Há a rotina do robô que dá título ao filme, que vive a compactar lixo e transformá-los em grandes edifícios. O espectador acompanha os passos de Wall-E e recebe todas as informações através dos seus gestos e trajetos. Não há diálogos, não há piadinhas. Há desolação e a solidão do personagem, sentimentos que fazem dessa primeira meia hora de filme uma coisa bem incomum para os padrões de animações, até para os padrões elevados da Pixar. Sabe-se, por exemplo, que o olhar desse robô é muito mais humano, caloroso, do que de qualquer um dos humanóides que vivem em suas conchas intergalácticas. Ao contrário dos robotizados-homens, o robô é o único que parece se preocupar com as heranças deixadas pelos homens em seus séculos de civilizações. Ele é capaz de se emocionar e repetir passos musicais do filme “Hello, Dolly!”, além de se perder nas suas próprias funções ao tentar identificar um garfo diferente dos outros que tem em sua coleção, coletânea de artigos composta por diversos itens que se tornaram obsoletos para os humanos.

Wall-E é, assim, contraditória e ironicamente, o único ser, um robô, a cultivar uma vida, mesmo em sua solidão de ser dos poucos a habitar o planeta.
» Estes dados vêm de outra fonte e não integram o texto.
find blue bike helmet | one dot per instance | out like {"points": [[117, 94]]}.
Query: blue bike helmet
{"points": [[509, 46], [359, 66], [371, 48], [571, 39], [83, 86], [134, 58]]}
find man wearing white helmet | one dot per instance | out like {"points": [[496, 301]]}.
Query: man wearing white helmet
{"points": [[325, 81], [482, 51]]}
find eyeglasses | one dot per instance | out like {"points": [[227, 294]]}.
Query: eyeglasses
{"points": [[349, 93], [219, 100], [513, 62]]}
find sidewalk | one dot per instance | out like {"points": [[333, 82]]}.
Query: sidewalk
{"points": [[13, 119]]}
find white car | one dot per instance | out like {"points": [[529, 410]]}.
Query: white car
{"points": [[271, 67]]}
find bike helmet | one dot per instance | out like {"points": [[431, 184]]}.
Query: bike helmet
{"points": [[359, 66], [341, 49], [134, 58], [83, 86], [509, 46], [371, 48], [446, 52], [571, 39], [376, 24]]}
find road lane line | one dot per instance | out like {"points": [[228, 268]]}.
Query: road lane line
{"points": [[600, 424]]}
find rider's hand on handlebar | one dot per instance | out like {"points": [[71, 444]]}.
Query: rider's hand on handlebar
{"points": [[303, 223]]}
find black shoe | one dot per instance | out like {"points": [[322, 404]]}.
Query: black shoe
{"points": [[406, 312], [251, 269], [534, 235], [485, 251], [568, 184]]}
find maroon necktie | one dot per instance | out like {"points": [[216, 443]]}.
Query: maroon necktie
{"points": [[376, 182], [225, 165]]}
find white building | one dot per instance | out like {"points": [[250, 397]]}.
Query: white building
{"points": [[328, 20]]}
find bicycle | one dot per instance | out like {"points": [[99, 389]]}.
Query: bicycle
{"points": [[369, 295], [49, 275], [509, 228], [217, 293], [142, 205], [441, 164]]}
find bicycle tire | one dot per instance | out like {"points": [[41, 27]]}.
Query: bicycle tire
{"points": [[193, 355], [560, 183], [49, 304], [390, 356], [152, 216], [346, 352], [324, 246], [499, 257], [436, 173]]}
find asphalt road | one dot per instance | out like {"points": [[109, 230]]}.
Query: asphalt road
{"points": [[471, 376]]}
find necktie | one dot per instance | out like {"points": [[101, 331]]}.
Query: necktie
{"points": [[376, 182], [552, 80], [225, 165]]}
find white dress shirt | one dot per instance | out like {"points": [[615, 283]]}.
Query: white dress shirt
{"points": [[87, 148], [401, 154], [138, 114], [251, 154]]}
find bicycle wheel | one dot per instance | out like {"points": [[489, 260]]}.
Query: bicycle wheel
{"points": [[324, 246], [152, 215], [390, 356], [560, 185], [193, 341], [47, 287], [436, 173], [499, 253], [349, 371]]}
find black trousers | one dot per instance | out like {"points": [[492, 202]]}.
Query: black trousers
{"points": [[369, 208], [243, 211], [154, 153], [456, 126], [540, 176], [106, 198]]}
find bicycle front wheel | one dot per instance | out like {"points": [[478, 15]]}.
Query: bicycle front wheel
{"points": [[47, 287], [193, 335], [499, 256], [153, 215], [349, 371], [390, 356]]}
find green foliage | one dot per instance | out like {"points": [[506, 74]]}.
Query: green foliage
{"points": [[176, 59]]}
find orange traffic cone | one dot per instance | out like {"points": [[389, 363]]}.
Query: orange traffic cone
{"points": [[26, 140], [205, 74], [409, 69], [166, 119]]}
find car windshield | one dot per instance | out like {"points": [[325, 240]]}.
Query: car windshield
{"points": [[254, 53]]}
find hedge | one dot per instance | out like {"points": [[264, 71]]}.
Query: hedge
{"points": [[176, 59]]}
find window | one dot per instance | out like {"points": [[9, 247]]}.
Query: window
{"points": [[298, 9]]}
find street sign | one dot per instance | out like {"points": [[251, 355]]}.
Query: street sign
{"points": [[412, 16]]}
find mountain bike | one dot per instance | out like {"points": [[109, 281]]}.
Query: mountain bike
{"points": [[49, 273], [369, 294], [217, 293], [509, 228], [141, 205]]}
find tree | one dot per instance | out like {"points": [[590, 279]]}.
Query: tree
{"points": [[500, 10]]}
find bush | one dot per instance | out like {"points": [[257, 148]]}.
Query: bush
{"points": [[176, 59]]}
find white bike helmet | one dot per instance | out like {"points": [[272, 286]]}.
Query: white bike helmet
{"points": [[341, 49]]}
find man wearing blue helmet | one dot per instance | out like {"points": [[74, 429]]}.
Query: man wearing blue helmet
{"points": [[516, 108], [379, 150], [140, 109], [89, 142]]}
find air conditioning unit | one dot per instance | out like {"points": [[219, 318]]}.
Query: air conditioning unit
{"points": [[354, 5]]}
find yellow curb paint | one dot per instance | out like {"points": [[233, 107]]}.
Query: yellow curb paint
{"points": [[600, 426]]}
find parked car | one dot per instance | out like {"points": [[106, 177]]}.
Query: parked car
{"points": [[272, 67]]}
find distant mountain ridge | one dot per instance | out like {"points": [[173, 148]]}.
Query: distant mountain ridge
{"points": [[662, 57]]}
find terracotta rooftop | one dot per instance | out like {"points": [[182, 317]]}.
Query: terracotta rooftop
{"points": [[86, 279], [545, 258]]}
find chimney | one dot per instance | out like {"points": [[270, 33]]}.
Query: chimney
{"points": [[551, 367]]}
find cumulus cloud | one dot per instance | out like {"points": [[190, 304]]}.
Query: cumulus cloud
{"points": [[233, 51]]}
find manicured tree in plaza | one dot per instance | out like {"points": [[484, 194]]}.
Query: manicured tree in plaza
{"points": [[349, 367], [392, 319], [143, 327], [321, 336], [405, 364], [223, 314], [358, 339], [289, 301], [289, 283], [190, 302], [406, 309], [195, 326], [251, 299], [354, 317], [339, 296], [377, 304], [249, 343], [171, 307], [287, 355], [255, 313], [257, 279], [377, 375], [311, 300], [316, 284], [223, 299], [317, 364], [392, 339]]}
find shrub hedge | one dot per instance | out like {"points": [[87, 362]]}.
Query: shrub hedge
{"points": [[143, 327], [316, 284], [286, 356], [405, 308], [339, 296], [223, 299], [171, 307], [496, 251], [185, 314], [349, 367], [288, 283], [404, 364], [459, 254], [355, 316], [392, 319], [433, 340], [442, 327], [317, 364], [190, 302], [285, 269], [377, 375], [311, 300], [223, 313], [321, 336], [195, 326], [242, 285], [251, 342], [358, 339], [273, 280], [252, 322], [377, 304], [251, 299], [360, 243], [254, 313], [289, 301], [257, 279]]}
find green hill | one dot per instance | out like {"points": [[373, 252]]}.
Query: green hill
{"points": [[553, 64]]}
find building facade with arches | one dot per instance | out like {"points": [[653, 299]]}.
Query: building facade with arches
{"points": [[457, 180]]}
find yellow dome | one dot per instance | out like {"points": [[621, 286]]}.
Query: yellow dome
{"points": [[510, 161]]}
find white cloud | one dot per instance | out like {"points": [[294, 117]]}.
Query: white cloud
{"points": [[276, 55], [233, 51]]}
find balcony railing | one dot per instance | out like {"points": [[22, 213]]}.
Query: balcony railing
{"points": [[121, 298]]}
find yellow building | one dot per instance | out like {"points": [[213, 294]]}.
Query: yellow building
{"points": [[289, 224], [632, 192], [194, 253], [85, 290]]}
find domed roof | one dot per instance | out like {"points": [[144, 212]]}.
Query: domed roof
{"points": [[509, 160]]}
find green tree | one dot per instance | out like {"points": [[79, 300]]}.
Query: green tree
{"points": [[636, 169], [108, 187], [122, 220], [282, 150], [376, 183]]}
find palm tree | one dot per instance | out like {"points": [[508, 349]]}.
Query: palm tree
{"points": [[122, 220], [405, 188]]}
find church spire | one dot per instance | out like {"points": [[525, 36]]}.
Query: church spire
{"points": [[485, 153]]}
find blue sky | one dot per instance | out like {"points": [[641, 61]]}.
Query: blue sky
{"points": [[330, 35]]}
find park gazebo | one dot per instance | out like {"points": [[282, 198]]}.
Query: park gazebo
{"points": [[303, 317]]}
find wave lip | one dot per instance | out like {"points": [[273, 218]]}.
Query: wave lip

Assim como o homem de Marienbad, o único que não age como um completo morto-vivo na mansão ao buscar sua amada que não se lembra dele, Wall-E será o encarregado de não só consumar o ato de heroísmo que possibilitará aos homens voltarem ao planeta como também aquele que injetará vida nos homens, ao se perder numa paixonite pela robô Eve, enviada a Terra para uma missão de resgate.

Existe alguma aventura, algumas piadas no filme, mas há também, o mais importante, o seu lado obscuro, aquele que toma conta da tela quase o tempo todo, capaz de fazer sim do cultuado Blade Runner um filme para criancinhas, já que os edifícios de lixo parecem muito mais aterrorizantes do que aqueles anúncios holográficos em néon da pérola de Ridley Scott. Há nesta animação, inclusive, uma cena em que o robô apaixonado busca por sua amada, ela que por problemas técnicos não o reconhece mais, por toda a nave Axioma, que antes de ser uma perseguição digna de filme de aventura, é dotada de desespero e sensação de descolamento que também estavam contidos em O Ano Passado em Marienbad.

Se a grande sacada do gênero de animação é aproximar seres improváveis de nós mesmos, “Wall-E” é um filme bem-sucedido, que transforma os humanos em estranhos em um mundo complicado, duro e belo, de dois robôs. Estranhamento e distanciamento que levam à identificação e aproximação.